Re: [PATCH 0/7] mm: Improve swap path scalability with batched operations

From: Michal Hocko
Date: Wed May 04 2016 - 15:49:10 EST


On Wed 04-05-16 10:13:06, Tim Chen wrote:
> On Wed, 2016-05-04 at 14:45 +0200, Michal Hocko wrote:
> > On Tue 03-05-16 14:00:39, Tim Chen wrote:
> > [...]
> > >
> > >  include/linux/swap.h |  29 ++-
> > >  mm/swap_state.c      | 253 +++++++++++++-----
> > >  mm/swapfile.c        | 215 +++++++++++++--
> > >  mm/vmscan.c          | 725 ++++++++++++++++++++++++++++++++++++++-
> > > ------------
> > >  4 files changed, 945 insertions(+), 277 deletions(-)
> > This is rather large change for a normally rare path. We have been
> > trying to preserve the anonymous memory as much as possible and
> > rather
> > push the page cache out. In fact swappiness is ignored most of the
> > time for the vast majority of workloads.
> >
> > So this would help anonymous mostly workloads and I am really
> > wondering
> > whether this is something worth bothering without further and deeper
> > rethinking of our current reclaim strategy. I fully realize that the
> > swap out sucks and that the new storage technologies might change the
> > way how we think about anonymous memory being so "special" wrt. disk
> > based caches but I would like to see a stronger use case than "we
> > have
> > been playing with some artificial use case and it scales better"
>
> With non-volatile ram based block devices, swap device could be very
> fast, approaching RAM speed and can potentially be used as a secondary
> memory. Just configuring these NVRAM as swap will be
> an easy way for apps to make use of them without doing any heavy
> lifting to change the apps.  But the swap path is so 
> un-scalable today that such use case
> is unfeasible, even more so for multi-threaded server machines.

In order this to work other quite intrusive changes to the current
reclaim decisions would have to be made though. This is what I tried to
say. Look at get_scan_count() on how we are making many steps to ignore
swappiness or prefer the page cache. Even when we make swapout scale it
won't help much if we do not swap out that often. That's why I claim
that we really should think more long term and maybe reconsider these
decisions which were based on the rotating rust for the swap devices.

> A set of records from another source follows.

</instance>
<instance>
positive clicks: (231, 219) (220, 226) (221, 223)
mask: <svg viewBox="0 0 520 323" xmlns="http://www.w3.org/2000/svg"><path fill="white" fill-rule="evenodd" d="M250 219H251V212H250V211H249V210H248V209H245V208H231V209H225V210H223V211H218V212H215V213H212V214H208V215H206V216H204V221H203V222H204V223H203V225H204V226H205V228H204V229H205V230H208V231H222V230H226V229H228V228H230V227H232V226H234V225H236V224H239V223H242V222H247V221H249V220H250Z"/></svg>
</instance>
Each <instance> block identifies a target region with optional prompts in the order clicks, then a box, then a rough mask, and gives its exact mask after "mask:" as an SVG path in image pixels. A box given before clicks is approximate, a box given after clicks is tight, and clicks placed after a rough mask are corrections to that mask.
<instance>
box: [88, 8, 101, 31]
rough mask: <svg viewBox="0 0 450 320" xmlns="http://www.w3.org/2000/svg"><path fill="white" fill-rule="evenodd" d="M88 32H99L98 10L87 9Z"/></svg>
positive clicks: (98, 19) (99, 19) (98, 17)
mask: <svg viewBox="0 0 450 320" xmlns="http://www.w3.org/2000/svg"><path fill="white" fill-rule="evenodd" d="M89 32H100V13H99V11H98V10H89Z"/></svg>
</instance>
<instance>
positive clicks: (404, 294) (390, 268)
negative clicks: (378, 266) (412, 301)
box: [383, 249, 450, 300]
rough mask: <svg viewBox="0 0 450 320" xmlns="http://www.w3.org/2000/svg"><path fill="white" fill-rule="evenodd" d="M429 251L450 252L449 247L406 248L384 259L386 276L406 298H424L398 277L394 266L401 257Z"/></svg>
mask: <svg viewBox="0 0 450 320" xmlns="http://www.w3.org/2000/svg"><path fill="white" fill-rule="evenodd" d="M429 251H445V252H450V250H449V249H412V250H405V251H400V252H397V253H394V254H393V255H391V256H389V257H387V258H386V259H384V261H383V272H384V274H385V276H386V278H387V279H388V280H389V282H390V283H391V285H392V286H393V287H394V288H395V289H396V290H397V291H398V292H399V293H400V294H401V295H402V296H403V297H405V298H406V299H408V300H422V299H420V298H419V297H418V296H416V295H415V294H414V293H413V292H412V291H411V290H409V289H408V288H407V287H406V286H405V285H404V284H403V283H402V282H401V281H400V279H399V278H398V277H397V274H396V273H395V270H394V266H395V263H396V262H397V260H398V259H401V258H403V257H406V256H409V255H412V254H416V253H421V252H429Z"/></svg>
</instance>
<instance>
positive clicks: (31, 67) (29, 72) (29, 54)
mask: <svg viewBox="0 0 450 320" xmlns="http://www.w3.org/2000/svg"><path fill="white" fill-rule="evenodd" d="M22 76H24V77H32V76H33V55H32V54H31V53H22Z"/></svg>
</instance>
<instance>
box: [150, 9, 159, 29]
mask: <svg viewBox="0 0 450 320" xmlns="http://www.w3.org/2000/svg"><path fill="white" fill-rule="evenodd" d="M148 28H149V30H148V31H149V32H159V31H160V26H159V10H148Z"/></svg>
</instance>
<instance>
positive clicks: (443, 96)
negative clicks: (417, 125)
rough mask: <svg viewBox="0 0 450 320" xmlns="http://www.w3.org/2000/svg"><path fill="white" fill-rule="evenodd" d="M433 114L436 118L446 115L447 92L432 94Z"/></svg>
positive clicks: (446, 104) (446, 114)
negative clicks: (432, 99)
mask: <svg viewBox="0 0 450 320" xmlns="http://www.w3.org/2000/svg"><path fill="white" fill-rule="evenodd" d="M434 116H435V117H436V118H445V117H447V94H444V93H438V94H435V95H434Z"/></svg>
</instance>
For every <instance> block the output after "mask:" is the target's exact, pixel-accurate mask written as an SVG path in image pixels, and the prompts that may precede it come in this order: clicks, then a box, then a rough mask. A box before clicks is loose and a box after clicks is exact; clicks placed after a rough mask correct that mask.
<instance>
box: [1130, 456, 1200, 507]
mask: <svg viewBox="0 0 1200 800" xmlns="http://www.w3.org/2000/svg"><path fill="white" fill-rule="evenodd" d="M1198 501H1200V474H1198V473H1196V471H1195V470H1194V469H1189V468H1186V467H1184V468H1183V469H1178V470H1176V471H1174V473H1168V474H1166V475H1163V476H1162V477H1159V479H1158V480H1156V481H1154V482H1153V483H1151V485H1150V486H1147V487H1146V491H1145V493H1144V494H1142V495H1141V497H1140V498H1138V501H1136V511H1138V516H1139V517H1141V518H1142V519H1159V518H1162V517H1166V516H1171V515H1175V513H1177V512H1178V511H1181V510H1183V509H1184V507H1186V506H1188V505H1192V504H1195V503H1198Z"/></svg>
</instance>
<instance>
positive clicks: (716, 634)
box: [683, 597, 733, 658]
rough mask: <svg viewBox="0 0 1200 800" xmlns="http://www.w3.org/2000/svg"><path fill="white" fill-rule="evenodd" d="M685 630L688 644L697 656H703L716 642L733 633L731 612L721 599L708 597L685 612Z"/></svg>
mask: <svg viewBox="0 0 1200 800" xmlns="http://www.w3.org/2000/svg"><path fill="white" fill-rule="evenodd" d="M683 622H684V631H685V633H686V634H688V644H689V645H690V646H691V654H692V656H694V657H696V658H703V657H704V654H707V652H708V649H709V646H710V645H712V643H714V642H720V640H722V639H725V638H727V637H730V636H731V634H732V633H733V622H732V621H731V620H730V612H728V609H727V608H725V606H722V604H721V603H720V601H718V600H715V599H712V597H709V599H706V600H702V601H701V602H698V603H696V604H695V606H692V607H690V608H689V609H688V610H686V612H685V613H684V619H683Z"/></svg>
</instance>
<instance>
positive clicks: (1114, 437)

> I understand that the patch set is a little large. Any better
> ideas for achieving similar ends will be appreciated.  I put
> out these patches in the hope that it will spur solutions
> to improve swap.
>
> Perhaps the first two patches to make shrink_page_list into
> smaller components can be considered first, as a first step 
> to make any changes to the reclaim code easier.

I didn't get to review those yet and probably will not get to them
shortly (sorry about that). shrink_page_list is surely one giant
function that is calling for a better layout/split out. I wouldn't be
opposed but there are some subtle details lurking there which make
clean ups non-trivial. I will not discourage you from trying to get it
into shape of course.

--
Michal Hocko
SUSE Labs